OsRAA1 Regulates Root Architecture and Flowering

Oryza sativa root architecture-associated 1 (OsRAA1), originally cloned from rice,5 encodes a small GTP binding protein of 12 kD.6 It has a phylogenetic relationship with the reported small G proteins (Fig. 1). Most of the G proteins regulate vesicle trafficking.7 Arf participates in polar auxin transport to regulate root development in rice.8 ROP (Rho-related GTPase from plants) can activate the receptor-like cytoplasmic kinase to switch on downstream signaling.9 In Arabidopsis, ROP1 regulates actin dynamics to control pollen tip growth,10,11 and stomatal aperture may be controlled by G-protein ROP2 activity.12 TaRAN1 protein can regulate G2 cell proportion in the cell cycle to affect the development of lateral roots.13 OsRAC1 localizes in the plasma membrane and mediates innate immunity in rice.14,15 Phylogenetic assay revealed RAA1 close to the known small G proteins such as Pho4 in yeast, Rop3/6 in maize and Rac1/2 in rice, which suggests a possible relation with function in this family.

Figure 1
Phylogenetic tree of Oryza sativa root architecture-associated 1 (OsRAA1), Arabidopsis thaliana flowering promoting factor 1 (AtFPF1) and related small G proteins. The tree was constructed by use of CLUSTALW software and amino acid sequences.
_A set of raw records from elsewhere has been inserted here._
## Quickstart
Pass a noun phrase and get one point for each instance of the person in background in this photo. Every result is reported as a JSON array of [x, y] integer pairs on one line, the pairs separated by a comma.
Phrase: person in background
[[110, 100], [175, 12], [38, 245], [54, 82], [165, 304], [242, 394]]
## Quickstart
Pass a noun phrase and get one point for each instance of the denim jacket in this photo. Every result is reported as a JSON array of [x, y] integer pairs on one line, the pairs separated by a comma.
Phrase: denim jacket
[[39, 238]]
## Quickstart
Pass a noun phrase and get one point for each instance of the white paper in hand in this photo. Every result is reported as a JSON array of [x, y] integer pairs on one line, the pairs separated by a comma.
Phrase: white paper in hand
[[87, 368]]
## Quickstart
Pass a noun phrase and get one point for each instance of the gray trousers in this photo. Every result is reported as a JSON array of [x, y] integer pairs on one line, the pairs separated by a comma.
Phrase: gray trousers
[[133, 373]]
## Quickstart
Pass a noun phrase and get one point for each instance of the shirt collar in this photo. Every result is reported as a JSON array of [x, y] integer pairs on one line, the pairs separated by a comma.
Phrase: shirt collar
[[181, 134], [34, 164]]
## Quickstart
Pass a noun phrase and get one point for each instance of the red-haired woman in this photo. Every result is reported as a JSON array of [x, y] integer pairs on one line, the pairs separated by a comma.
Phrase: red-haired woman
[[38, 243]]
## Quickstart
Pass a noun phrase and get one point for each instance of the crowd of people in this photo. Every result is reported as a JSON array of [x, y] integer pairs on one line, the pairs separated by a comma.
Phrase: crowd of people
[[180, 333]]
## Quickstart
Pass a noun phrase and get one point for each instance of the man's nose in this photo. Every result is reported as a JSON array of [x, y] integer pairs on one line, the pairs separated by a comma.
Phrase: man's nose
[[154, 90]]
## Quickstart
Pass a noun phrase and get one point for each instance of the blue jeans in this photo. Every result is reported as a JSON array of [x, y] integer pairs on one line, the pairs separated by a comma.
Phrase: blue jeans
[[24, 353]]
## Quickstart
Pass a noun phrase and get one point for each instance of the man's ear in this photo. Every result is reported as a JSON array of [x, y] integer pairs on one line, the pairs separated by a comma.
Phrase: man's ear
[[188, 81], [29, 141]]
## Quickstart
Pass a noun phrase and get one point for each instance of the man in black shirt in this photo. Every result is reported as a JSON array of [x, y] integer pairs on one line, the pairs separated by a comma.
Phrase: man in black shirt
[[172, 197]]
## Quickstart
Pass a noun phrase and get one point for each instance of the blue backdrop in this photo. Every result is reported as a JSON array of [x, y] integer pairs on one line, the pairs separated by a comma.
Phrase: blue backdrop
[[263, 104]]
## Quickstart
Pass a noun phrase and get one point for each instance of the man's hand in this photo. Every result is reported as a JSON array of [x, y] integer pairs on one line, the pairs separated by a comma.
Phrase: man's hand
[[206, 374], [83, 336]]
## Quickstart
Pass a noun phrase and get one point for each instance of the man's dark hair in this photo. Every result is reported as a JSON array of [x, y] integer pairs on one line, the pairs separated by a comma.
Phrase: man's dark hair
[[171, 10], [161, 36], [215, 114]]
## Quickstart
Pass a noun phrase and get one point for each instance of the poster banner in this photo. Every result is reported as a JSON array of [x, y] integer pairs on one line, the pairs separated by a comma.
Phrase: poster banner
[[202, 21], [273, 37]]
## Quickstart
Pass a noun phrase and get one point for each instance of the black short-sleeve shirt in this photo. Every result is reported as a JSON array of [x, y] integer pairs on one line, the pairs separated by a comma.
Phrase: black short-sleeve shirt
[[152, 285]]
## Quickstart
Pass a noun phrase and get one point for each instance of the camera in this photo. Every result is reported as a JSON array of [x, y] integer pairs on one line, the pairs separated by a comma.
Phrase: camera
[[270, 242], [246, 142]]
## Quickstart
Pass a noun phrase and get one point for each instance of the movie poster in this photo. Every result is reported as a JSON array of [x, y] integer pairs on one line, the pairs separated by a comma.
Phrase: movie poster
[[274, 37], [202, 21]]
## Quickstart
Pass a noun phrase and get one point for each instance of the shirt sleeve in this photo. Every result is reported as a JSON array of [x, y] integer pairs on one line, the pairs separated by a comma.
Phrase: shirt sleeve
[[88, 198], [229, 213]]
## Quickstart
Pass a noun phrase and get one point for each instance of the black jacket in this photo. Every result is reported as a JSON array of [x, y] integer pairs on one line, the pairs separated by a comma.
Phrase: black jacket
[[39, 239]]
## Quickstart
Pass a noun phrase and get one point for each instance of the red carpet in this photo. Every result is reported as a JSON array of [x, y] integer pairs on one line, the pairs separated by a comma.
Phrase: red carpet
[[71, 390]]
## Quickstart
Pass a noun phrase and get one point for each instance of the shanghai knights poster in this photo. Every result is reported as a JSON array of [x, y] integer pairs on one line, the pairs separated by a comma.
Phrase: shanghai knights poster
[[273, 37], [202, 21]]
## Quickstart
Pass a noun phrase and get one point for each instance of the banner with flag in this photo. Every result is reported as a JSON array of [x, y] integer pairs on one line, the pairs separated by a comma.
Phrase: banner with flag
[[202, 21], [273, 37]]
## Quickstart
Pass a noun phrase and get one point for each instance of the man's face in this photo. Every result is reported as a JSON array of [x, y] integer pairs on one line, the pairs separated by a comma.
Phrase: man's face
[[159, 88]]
OsRAA1 is a homologous gene of flowering promoting factor 1 (FPF1), first cloned from mustard.16 They share 58% protein identity. OsRAA1 and FPF1 share the similar motif, RGSLDLISL and RSSLDLISL, respectively. OsRAA1 expression can be induced by auxin, and its overexpression inhibits growth of primary roots, increases the number of adventitious roots and increases the level of endogenous indoleacetic acid in rice. The GTP binding protein of OsRAA1 may regulate root development mediated by auxin.5 In RNAi knockdown transgenic rice lines, the reduced height of seedlings caused abnormal cell division, without altering root development.6 Ectopic expression of AtFPF1 in transgenic rice lines produced root architecture phenotypes similar to those of OsRAA1 transgenic rice.5,17

Our recent experiments indicated that overexpression of OsRAA1 or AtFPF1 caused early flowering in Arabidopsis.18 AtFPF1 promotes flowering in parallel to a constitutive pathway mediated by gibberellin.19 OsRAA1 transgenic Arabidopsis also displayed the gibberellin-sensitive phenotype during germination (our unpublished data). In addition, transgenic Arabidopsis plants overexpressing OsRAA1 or AtFPF1 exhibited reduced sensitivity to red light, which resulted in longer hypocotyls.18 Therefore AtFPF1 and OsRAA1 may have the same functions in promoting flowering and regulating hypocotyl length via the gibberellin pathway in Arabidopsis or in controlling root architecture via the auxin pathway in rice.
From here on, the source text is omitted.